Moving forward in PsA treatment

Translating emerging data into longitudinal patient management requires recalibrating the clinical workflow to ensure that entheseal inflammation is not overlooked during periods of apparent articular remission. The following clinical strategies provide a framework for integrating an enthesitis-focused lens into routine practice:^1,4

• Screening – Perform a systematic palpation of entheseal sites at every visit, regardless of the patient's primary complaint of joint pain or skin flares.
• Imaging – Use PDUS to distinguish mechanical enthesopathy from inflammatory enthesitis, particularly when clinical findings are equivocal.
• Therapeutic selection – Prioritize IL-17 or IL-23 inhibitors in patients in whom enthesitis is the predominant manifestation or a significant driver of functional impairment.
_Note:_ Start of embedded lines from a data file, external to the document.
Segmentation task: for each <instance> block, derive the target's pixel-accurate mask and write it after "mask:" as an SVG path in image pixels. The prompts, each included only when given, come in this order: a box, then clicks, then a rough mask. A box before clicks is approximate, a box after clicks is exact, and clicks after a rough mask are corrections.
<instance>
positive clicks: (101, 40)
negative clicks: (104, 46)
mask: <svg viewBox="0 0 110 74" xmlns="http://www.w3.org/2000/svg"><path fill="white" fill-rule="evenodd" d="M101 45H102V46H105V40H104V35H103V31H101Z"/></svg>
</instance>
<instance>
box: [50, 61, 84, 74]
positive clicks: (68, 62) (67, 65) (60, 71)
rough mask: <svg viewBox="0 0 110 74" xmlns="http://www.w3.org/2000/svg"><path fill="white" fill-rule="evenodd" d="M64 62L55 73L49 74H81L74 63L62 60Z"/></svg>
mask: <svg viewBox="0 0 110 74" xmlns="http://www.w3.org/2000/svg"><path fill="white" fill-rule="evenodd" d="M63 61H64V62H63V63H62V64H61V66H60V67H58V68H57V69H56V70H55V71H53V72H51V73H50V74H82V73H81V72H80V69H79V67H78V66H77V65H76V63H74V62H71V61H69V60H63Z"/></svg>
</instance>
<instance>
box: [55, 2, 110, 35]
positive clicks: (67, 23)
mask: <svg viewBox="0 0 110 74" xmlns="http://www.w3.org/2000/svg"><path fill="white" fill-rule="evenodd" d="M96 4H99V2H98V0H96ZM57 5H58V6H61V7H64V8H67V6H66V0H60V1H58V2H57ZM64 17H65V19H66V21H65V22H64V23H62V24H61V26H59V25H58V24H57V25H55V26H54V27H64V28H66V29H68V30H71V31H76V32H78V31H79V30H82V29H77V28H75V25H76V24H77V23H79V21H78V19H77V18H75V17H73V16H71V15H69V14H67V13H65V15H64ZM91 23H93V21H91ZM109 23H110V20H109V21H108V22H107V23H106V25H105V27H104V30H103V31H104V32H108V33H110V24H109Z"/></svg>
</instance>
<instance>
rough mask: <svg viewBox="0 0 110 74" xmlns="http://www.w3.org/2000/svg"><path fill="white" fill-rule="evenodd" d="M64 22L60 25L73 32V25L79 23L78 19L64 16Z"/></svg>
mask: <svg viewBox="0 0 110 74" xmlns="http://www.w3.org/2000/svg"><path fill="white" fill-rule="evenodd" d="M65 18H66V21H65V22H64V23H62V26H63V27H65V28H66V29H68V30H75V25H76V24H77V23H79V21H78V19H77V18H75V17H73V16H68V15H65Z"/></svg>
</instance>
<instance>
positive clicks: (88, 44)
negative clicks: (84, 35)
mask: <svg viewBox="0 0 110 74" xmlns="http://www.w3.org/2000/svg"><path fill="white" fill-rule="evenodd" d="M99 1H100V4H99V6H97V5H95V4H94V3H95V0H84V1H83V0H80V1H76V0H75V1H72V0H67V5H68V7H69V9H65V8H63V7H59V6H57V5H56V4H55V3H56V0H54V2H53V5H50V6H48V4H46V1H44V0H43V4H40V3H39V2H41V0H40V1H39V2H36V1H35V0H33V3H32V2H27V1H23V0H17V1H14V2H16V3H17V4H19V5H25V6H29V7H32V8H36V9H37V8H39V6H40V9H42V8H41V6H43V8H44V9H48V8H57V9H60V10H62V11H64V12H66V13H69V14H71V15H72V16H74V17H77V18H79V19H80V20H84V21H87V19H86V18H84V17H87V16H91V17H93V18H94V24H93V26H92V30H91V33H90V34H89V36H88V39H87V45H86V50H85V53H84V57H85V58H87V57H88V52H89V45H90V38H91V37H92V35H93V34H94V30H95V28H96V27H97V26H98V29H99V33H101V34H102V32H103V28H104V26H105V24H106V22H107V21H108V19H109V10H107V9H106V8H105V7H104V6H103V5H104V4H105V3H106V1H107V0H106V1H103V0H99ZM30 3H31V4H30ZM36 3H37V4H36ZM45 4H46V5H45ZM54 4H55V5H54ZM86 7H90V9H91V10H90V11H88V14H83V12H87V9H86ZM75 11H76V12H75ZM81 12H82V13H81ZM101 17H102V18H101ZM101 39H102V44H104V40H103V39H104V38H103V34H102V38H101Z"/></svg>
Complementing standard PsA assessments with a dedicated enthesitis lens is no longer optional; it is a clinical necessity for precision medicine. By integrating validated indices such as the LEI and using therapies with proven entheseal efficacy, clinicians can address the "hidden" burden of PsA. This holistic approach not only facilitates achieving MDA but also mitigates the long-term structural and functional decline associated with PsA.